12To its credit, TD did identify s. 7 of the Licence Appeal Tribunal Act and the Court of Appeal’s decision in Tomec v. Economical Insurance Company, 2019 ONCA 882 as potential lifelines for the applicant’s claim. Section 7 provides the Tribunal with discretion to extend a limitation period based on four factors. However, the applicant has not requested an extension and did not offer substantive submissions on the four factors to discharge her onus. In a similar vein, Tomec and the doctrine of discoverability is not applicable here, as the IRBs in dispute were not pre-emptively denied. Rather, the applicant applied for and received IRBs prior to TD denying ongoing entitlement based on a s. 44 examination, so it cannot be said that the applicant’s claim was not discovered until sometime later.

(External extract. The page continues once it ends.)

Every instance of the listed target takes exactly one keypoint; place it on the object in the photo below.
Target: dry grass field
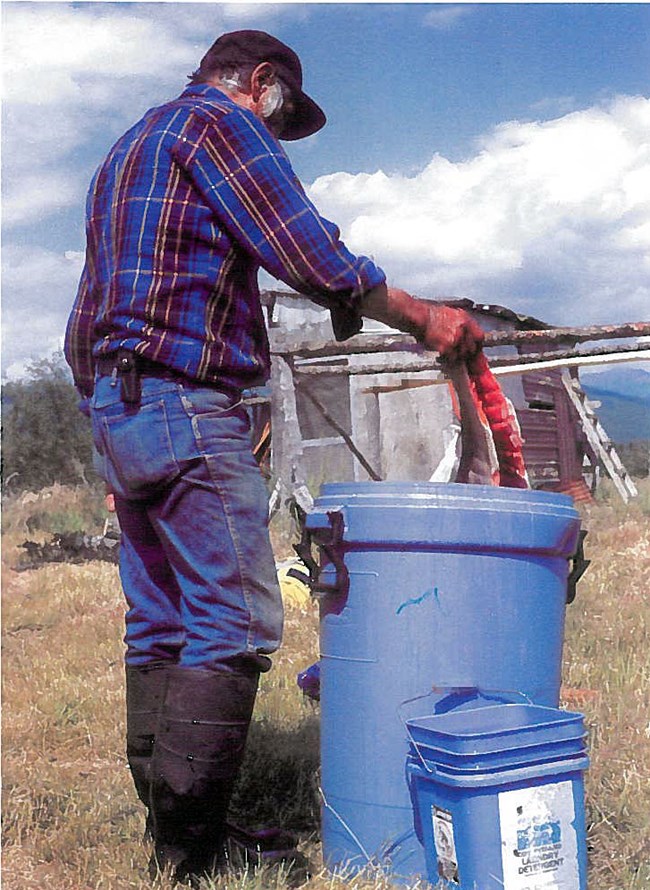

13Accordingly, for these reasons, and in the absence of submissions from the applicant, I find the applicant’s claims are statute-barred under s. 56, as she failed to dispute TD’s valid denial within the two-year limitation period and has not presented a case. As this decision extinguishes the only benefit claim in her application, it follows that the application is dismissed.
Costs
14TD sought costs pursuant to Rule 19 of the Tribunal’s Common Rules. Under Rule 19, the Tribunal may order costs where one party has acted unreasonably, frivolously, vexatiously or in bad faith. TD submits that the application is frivolous and is an abuse of process due to the applicant's conduct throughout the course of the proceedings and in her previous Tribunal application that was withdrawn at the case conference stage. TD submits that her failure to attend case conferences, her failure to comply with the Tribunal's Orders, failure to submit a Case Conference Summary in either application, and her failure to provide written submissions or evidence in support of her position in this hearing are grounds for a costs order in the amount of $500 plus HST.
15I find a costs order in the amount of $250 is appropriate due to the applicant’s concerning pattern of applying to the Tribunal and then failing to comply with Tribunal orders and neglecting to participate in the proceedings. The applicant’s first application was withdrawn one year after filing and she never attended a case conference despite the Tribunal scheduling resumptions to allow for her participation. The applicant’s current application was filed beyond the two-year limitation period and she failed to file a case conference summary or written submissions for this preliminary issue hearing. In my view, this order considers the impact on the applicant while providing deterrence against the kind of unreasonable and frivolous conduct that interfered with the Tribunal’s ability to carry out a fair, efficient and effective process.
ORDER
16The applicant is statute-barred from proceeding with her claim under s. 56 as she failed to appeal TD’s valid denial within the two-year limitation period.
17TD is entitled to costs in the amount of $250.
Released: April 30, 2021
Jesse A. Boyce, Vice-Chair
Footnotes
- O. Reg. 34/10, as amended.
- Smith v. Co-Operators Insurance Company, 2002 SCC 30.